Co więcej, w tym roku wyszukiwanie przepisów na wegańską czekoladę, która stanowi aż 40 proc. wegańskiego rynku słodyczy, wzrosło o 31 proc.
Takie produkty jak sezamowa pasta tahini o smaku czekoladowym cieszą się powodzeniem jako składnik receptur na lody, koktajle mleczne i ciasta, a coraz więcej znanych marek czekolady wprowadza na rynek roślinne alternatywy. Sam Barry Callebaut na początku tego roku dodał do swojej oferty bezmleczną czekoladę mleczną „M_lk Chocolate”.
3. Mniej cukru
W nowoczesnych deserach miejsce cukru zaczynają zastępować wytrawne, gorzkie, kwaśne i cierpkie smaki. Ocet, zredukowany alkohol, tahini, ciecierzyca i trawa cytrynowa stały się popularnymi składnikami, które zapewniają wyjątkowe doznania smakowe.

W wielu wegańskich przepisach jedynym słodzikiem jest naturalny cukier zawarty w świeżych owocach. Niektóre desery zawierają zamienniki cukru trzcinowego, takie jak ekologiczne daktyle czy jeszcze mało popularny w Polsce ekstrakt z owoców mnicha.
Jessica Préalpato, która może się pochwalić tytułem „Najlepszego cukiernika świata 2019”, uważa, że zdrowe i bardziej naturalne, przyjazne dla środowiska odżywianie jest koniecznością i powinno obejmować wykwintną kuchnię.
Chociaż Préalpato nie jest weganką, stara się trzymać z daleka od cukru i produktów zwierzęcych, skupiając się na zdrowych, niezbyt słodkich składnikach. W jej deserach często pojawiają się gorzkie i kwaśne smaki świeżych owoców uprawianych w jej rodzinnej Francji, zioła, figi i nieprażone ziarna kawy, a także wodorosty, estragon, lukrecja i pokrzywa.
4. Wegańskie alternatywy dla produktów mlecznych
Według Grand View Research jednym z kluczowych czynników napędowych w branży deserów wegańskich jest rosnący popyt na alternatywne produkty mleczne, który wynika z tego, że ponad 75 proc. populacji nie toleruje laktozy.

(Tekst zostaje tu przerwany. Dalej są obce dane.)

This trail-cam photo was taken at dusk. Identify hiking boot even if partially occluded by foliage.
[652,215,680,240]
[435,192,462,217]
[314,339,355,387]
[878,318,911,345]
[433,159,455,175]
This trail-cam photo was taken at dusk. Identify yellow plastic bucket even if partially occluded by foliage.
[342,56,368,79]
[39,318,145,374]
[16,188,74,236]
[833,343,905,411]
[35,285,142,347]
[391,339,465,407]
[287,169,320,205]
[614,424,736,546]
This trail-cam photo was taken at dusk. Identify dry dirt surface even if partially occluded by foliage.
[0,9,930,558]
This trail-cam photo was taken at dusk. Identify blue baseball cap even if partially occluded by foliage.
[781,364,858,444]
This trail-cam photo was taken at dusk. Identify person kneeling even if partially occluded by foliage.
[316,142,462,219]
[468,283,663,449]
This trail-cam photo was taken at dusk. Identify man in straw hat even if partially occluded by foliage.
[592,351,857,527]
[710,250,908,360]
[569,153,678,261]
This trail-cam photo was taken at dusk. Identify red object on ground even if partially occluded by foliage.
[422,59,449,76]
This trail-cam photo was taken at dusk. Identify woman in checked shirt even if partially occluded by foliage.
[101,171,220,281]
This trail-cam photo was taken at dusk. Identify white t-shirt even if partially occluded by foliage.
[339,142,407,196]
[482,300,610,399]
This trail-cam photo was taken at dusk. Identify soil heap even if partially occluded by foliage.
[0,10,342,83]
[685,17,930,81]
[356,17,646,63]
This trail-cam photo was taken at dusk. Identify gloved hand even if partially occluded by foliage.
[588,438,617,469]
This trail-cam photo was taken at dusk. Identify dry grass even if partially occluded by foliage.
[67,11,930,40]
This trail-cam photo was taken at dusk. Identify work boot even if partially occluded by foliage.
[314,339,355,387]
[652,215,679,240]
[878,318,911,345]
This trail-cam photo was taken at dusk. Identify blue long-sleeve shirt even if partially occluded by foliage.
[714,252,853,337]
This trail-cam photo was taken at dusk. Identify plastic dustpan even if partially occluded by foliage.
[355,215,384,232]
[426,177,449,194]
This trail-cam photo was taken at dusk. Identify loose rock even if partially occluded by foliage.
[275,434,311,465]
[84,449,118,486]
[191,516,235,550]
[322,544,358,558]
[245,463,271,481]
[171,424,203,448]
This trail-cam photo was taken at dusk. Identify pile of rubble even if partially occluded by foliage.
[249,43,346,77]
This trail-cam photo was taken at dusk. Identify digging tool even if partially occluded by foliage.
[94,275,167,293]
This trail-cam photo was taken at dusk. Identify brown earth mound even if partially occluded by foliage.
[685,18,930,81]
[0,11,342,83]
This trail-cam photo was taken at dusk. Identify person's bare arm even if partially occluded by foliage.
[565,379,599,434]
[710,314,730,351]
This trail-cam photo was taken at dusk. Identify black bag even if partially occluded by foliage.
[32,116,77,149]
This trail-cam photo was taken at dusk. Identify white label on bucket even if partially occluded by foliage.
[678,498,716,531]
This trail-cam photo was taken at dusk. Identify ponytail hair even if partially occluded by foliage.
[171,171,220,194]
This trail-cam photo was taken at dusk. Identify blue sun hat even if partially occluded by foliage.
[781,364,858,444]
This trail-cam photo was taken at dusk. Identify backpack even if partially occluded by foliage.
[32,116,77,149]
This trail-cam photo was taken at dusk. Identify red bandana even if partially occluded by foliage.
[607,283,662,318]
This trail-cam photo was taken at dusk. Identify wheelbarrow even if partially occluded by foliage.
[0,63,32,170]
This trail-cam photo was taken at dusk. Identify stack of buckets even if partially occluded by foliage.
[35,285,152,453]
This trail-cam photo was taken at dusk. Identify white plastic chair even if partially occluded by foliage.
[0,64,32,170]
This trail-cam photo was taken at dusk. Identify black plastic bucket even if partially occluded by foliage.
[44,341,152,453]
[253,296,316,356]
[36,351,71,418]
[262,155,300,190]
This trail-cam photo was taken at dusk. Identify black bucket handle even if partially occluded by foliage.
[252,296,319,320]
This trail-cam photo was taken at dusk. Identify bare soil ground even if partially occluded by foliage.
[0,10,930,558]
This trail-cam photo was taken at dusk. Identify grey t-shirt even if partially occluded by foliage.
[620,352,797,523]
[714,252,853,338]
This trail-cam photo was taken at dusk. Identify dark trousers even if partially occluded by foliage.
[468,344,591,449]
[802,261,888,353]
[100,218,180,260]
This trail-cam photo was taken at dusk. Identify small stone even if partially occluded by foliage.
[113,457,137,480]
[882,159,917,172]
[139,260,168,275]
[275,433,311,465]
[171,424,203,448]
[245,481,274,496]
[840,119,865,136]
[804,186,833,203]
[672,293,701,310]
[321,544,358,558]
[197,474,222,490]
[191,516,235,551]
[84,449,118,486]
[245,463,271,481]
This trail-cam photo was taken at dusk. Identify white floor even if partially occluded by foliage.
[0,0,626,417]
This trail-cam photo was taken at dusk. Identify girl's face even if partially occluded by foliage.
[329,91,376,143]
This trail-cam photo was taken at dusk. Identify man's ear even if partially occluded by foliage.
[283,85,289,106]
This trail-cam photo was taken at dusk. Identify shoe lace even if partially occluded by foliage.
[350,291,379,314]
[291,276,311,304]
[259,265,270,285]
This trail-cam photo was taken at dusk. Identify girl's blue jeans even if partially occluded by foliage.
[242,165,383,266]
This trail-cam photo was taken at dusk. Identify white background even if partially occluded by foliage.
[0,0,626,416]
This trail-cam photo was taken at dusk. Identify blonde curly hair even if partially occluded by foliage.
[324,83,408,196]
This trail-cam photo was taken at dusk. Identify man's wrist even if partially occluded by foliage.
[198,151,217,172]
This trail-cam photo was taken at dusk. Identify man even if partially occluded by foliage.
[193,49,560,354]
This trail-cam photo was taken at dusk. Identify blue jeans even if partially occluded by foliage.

Właśnie dlatego popyt na lody wegańskie rośnie. Według wspólnego raportu Good Food Institute i Plant Based Foods Association osiągnął 304 miliony dolarów w sprzedaży w 2018 roku, czyli o 26,5 proc. więcej niż w 2017 roku.
Wśród alternatywnych produktów mlecznych najszybciej rośnie popyt na mleko owsiane. Dane firmy Nielsen pokazują, że jest to najszybciej rozwijająca się alternatywa dla mleka, której sprzedaż wzrosła o 50 proc. w latach 2017-2018.
W alternatywnych produktach mlecznych na bazie roślin często wykorzystuje się białko z ciecierzycy jako główny składnik, zastępując w ten sposób lecytynę, modyfikowaną skrobię, karagen, gumę guar i pektyny.

Badanie przeprowadzone w 2018 roku przez The Center for Generational Kinetics, lidera w badaniach pokoleniowych wykazało, że 87 proc. pokolenia Z „myśli o deserze raz lub więcej razy dziennie”. Z kolei badanie przeprowadzone w 2020 roku dowiodło, że trzech na pięciu konsumentów na całym świecie twierdzi, że włącza do swojej diety coraz więcej składników roślinnych.
Podsumowując: wraz z coraz większym zainteresowaniem dietą roślinną i naszą globalną miłością do deserów segment wegańskich deserów jest skazany na dalszy wzrost.